According to footprints left in the Ellisons' vegetable garden—through which the Eye had walked—the man would have been wearing size twelve shoes.
"Now, the soils."
The soil was a mixture of decomposed granite and beach sand, and the CS techs had found it in
various locations in all three scenes—the Fernandez apartment, the Ellisons' suburban home, the Wynn's big custom house. An alert CSI had checked the blood smears on the walls at the Wynns' and found the sand granules mixed with the blood, along with acrylic fibers most likely originating from the Eye's gloves. A small mound of the granite/sand mix had been found on the floor next to Shareen Ellison's side of the bed. The word mound told me how it got there.
"Why a mound?" Chet asked me.
"He knelt down to look at Mrs. Ellison before he attacked—one knee up, one down. The sand came out when his cuff emptied."
"How did it get into his cuff to begin with?"
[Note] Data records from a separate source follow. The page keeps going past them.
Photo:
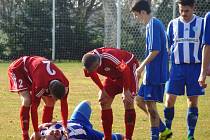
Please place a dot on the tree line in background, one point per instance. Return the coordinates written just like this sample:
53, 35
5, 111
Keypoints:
26, 27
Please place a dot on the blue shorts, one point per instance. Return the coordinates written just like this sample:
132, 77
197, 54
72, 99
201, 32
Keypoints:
152, 92
184, 75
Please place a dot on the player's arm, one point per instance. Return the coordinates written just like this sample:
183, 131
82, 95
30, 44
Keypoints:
64, 110
126, 74
34, 113
154, 48
170, 34
94, 76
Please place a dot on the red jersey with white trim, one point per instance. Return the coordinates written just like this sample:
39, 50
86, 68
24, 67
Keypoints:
115, 64
41, 72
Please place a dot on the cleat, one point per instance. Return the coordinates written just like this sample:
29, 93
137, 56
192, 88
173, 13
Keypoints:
190, 138
166, 134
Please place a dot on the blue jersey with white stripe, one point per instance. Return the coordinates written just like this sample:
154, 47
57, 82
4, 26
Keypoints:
185, 40
156, 72
206, 34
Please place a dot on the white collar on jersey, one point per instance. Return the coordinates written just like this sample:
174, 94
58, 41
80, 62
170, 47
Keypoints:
182, 20
100, 57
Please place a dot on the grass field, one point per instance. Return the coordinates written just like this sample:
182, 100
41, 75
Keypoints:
82, 88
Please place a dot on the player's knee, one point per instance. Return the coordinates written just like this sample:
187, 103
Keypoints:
193, 101
170, 101
26, 102
153, 113
128, 105
104, 105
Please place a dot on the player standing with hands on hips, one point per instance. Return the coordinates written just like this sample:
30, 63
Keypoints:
118, 66
185, 42
36, 78
156, 68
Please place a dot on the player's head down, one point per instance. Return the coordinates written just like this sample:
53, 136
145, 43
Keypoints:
91, 61
57, 89
141, 9
186, 9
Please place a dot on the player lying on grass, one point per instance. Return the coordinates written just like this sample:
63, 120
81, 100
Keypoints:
36, 78
79, 127
118, 66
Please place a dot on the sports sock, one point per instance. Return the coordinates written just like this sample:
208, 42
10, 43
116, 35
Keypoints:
130, 119
24, 121
169, 116
47, 114
107, 120
192, 117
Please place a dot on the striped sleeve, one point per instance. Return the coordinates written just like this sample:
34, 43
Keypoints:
154, 36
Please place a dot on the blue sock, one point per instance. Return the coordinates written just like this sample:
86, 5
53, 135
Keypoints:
162, 126
169, 116
154, 133
192, 117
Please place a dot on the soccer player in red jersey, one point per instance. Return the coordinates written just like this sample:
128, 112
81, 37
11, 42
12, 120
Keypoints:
36, 78
118, 66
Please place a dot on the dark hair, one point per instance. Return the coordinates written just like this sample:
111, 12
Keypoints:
88, 59
57, 89
141, 5
186, 2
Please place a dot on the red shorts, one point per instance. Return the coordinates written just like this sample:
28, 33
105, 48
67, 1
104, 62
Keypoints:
18, 77
114, 87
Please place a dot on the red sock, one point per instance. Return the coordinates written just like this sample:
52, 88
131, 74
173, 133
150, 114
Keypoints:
47, 114
130, 119
24, 121
107, 120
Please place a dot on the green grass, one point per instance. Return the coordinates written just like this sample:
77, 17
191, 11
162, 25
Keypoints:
82, 88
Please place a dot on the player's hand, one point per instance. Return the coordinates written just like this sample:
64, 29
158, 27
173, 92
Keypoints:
202, 80
127, 96
103, 96
65, 132
139, 71
37, 136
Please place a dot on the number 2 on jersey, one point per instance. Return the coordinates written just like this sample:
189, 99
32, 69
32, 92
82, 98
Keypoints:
49, 70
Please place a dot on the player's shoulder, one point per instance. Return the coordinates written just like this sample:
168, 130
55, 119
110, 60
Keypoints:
207, 16
173, 21
157, 23
199, 18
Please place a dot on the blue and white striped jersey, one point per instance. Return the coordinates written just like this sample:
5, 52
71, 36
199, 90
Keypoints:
185, 40
156, 72
206, 34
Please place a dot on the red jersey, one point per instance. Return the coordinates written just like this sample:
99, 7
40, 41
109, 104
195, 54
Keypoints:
115, 64
41, 72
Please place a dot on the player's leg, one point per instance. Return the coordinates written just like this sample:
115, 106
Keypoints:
192, 115
174, 87
106, 116
24, 113
82, 114
154, 119
169, 109
47, 114
19, 83
193, 91
111, 89
130, 119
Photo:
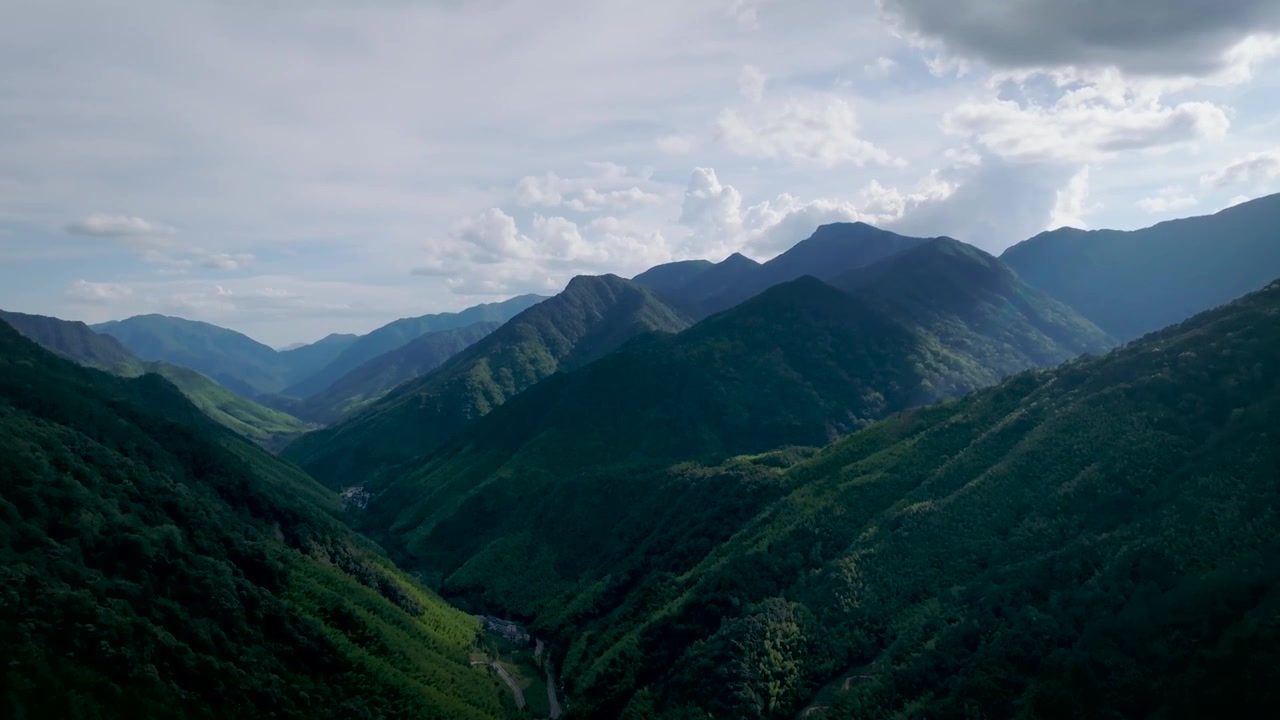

"The beach. It's beach sand, right?"
"Correct."
Chester's next finding was contrary to what Kim had described, though her mistake was understandable. The murder weapon was not a baseball bat at all, but a heavy length relatively soft steel alloy, commonly used to make standard irrigation pipe. Yee had found microscopic shards of the metal in the skulls of Mr. Ellison, both Wynn adults, and Sid Fernande He found no wood or aluminum that would indicate a sporting bat. From the relatively controlled fury that the Eye had employed on his first three victims—the Fernandezes and Cedrick Ellison—Yee had been able to establish that one end of the pipe was fitted with what was probably a standard threaded cap, giving the weapon a rounded rather than a sharp edge. "I suspect that the other end is capped also," said Chet, "Or at least drilled."
I waited, as did Karen. Chet had the same smug, almost flirtatious look that he always got when he'd made a tough leap and landed squarely.
"Picture this," Chet continued. "He must find a way in the homes. In the Fernandez apartment, he was lucky and used an open door. At the Ellisons', he climbed through a window At the Wynns', he cut a five-foot slot through the screen-door mesh and slipped through it. We must assume he arrived at all three scenes by car or motorcycle—surely he can't cover so much of the county by foot and not be noticed—so in each case he must've walked from the vehicle to the home."